Last Week In Review
Last week stocks finished with steep losses despite some early-week strength. The equities market turned south on Thursday afternoon, and the selling accelerated on Friday following the release of hotter-than-expected consumer price index (CPI) data for May. At the beginning of the week, trading volumes were light, and volatility measured by the Chicago Board Options Exchange (CBOE) Volatility Index, known as the VIX, was relatively low. Still, volatility turned sharply higher at the end of the week.
Oil prices climbed for most of the week before falling on Friday, finishing the week modestly higher and supporting energy sector stocks to some degree. Losses in the tech-heavy Nasdaq Composite were worse than in the broad market as higher interest rates reduced the appeal of companies that may not generate meaningful earnings until well into the future. Value stocks held up better than growth stocks.

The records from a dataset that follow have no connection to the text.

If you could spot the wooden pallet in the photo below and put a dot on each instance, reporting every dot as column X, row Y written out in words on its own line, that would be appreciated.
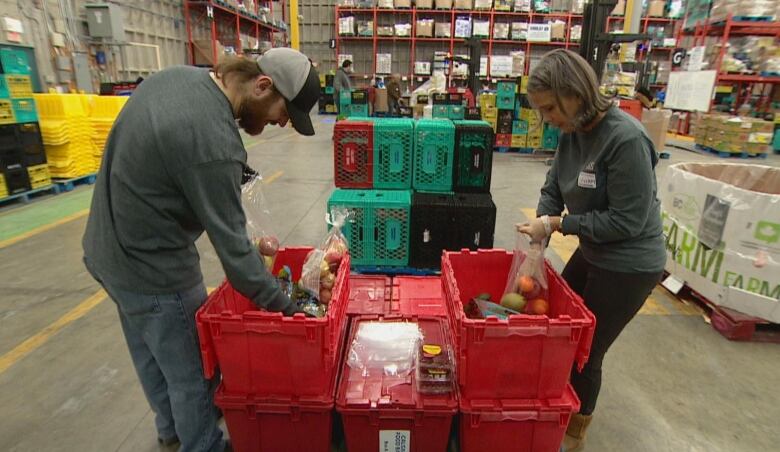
column 731, row 324
column 70, row 184
column 26, row 196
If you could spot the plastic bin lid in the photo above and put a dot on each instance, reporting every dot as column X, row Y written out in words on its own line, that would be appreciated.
column 419, row 295
column 357, row 391
column 369, row 294
column 568, row 402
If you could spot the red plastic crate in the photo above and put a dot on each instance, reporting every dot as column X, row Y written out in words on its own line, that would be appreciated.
column 375, row 413
column 369, row 294
column 418, row 295
column 353, row 154
column 503, row 140
column 525, row 356
column 266, row 354
column 516, row 425
column 273, row 426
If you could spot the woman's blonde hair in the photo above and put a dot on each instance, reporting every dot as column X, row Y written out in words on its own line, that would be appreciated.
column 566, row 74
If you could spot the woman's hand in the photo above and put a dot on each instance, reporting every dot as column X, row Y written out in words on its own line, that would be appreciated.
column 534, row 229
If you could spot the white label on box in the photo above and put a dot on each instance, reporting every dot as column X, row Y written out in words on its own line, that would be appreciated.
column 539, row 32
column 672, row 284
column 394, row 441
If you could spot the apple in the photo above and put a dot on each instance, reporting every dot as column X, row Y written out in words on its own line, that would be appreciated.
column 513, row 301
column 328, row 281
column 268, row 245
column 538, row 306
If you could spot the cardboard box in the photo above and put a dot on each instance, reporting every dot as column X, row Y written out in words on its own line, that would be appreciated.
column 656, row 122
column 722, row 228
column 424, row 28
column 656, row 8
column 380, row 100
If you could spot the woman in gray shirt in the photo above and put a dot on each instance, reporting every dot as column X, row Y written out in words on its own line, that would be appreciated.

In the latest sign of major retailers struggling with supply and demand mismatches, Target made profit estimates lower on Tuesday for the second time in three weeks. The company cited large stockpiles of goods like electronics and patio furniture that have fallen out of favor with consumers, forcing the retailer to discount them and higher transportation and energy costs. However, Target announced Friday that it would increase its annual dividend by 20%.
US – Markets & Economy
The May CPI release was the focus of the week’s economic data. The report showed that headline inflation was 8.6% from a year earlier, topping consensus estimates. May’s headline CPI was also higher than April’s 8.3% reading, disappointing investors who had been looking for price increases to slow. Core CPI, excluding food and energy, climbed 6% from a year ago, faster than consensus estimates.

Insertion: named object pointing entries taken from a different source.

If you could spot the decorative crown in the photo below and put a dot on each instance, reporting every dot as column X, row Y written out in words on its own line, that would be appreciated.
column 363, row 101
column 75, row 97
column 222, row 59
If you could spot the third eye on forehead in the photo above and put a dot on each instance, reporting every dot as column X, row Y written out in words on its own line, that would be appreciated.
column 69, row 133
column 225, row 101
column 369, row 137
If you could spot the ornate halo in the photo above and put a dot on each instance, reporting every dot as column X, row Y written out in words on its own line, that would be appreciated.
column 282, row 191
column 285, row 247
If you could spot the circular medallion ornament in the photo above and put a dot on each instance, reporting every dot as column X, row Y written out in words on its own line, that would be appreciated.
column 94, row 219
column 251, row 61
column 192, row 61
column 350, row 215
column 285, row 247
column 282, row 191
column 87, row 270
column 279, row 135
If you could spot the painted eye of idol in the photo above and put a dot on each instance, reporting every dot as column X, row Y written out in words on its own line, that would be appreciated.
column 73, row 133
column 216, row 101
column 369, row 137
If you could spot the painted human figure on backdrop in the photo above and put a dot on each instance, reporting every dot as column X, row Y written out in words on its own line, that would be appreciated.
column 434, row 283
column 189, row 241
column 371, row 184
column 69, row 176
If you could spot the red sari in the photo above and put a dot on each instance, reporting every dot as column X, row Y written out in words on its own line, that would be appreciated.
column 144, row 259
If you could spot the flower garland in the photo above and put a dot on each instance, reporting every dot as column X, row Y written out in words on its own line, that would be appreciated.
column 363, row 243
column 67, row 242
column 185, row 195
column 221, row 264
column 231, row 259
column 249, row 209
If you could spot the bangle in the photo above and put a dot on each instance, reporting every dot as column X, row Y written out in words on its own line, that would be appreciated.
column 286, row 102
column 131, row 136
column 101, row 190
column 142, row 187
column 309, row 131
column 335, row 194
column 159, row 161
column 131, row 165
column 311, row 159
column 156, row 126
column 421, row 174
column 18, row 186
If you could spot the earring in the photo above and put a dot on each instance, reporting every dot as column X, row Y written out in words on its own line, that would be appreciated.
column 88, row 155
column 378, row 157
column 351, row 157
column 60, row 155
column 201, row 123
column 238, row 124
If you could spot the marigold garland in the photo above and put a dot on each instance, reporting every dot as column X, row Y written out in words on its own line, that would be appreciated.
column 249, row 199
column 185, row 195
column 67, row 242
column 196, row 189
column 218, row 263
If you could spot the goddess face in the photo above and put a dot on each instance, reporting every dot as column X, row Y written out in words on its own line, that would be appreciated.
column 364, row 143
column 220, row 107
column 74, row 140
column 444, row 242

In a sign that the labor market may be loosening, weekly initial jobless claims increased and hit their highest level since January. However, the acceleration in headline inflation keeps pressure on the Federal Reserve (Fed) to raise rates aggressively and anticipation of more hikes of 50 basis points each—rather than 25—into the year’s second half. (A basis point is 0.01 percentage points). The next Fed policy meeting is this week (June 14‒15).
US – Equity Market Performance
Index | Friday’s Close Week Ending 6/10/2022 | Weekly (+/-) Point Change 6/10/2022 | % Change YTD Week Ending 6/10/2022 |
---|---|---|---|
DJIA | 31,393.79 | -1506.91 | -13.61% |
S&P 500 | 3,900.86 | -198.94 | -18.16% |
Nasdaq Composite | 11,340.02 | -672.71 | -27.52% |
S&P Midcap 400 | 2,403.06 | -118.06 | -15.44% |
Russell 2000 | 1,800.29 | -83.56 | -19.82% |
SOURCE: BLOOMBERG. THIS CHART IS FOR ILLUSTRATIVE PURPOSES ONLY AND DOES NOT REPRESENT THE PERFORMANCE OF ANY SPECIFIC SECURITY. PAST PERFORMANCE CANNOT GUARANTEE FUTURE RESULTS.
US Yields & Bonds
Last week U.S. Treasury yields increased, with yields on short- and intermediate-term maturities climbing sharply after the CPI release. According to traders, hawkish policy signals from the European Central Bank and soft demand for the Treasury Department’s sale of new 10-year notes helped drive U.S. government debt yields higher. (Bond prices and yields move in opposite directions.)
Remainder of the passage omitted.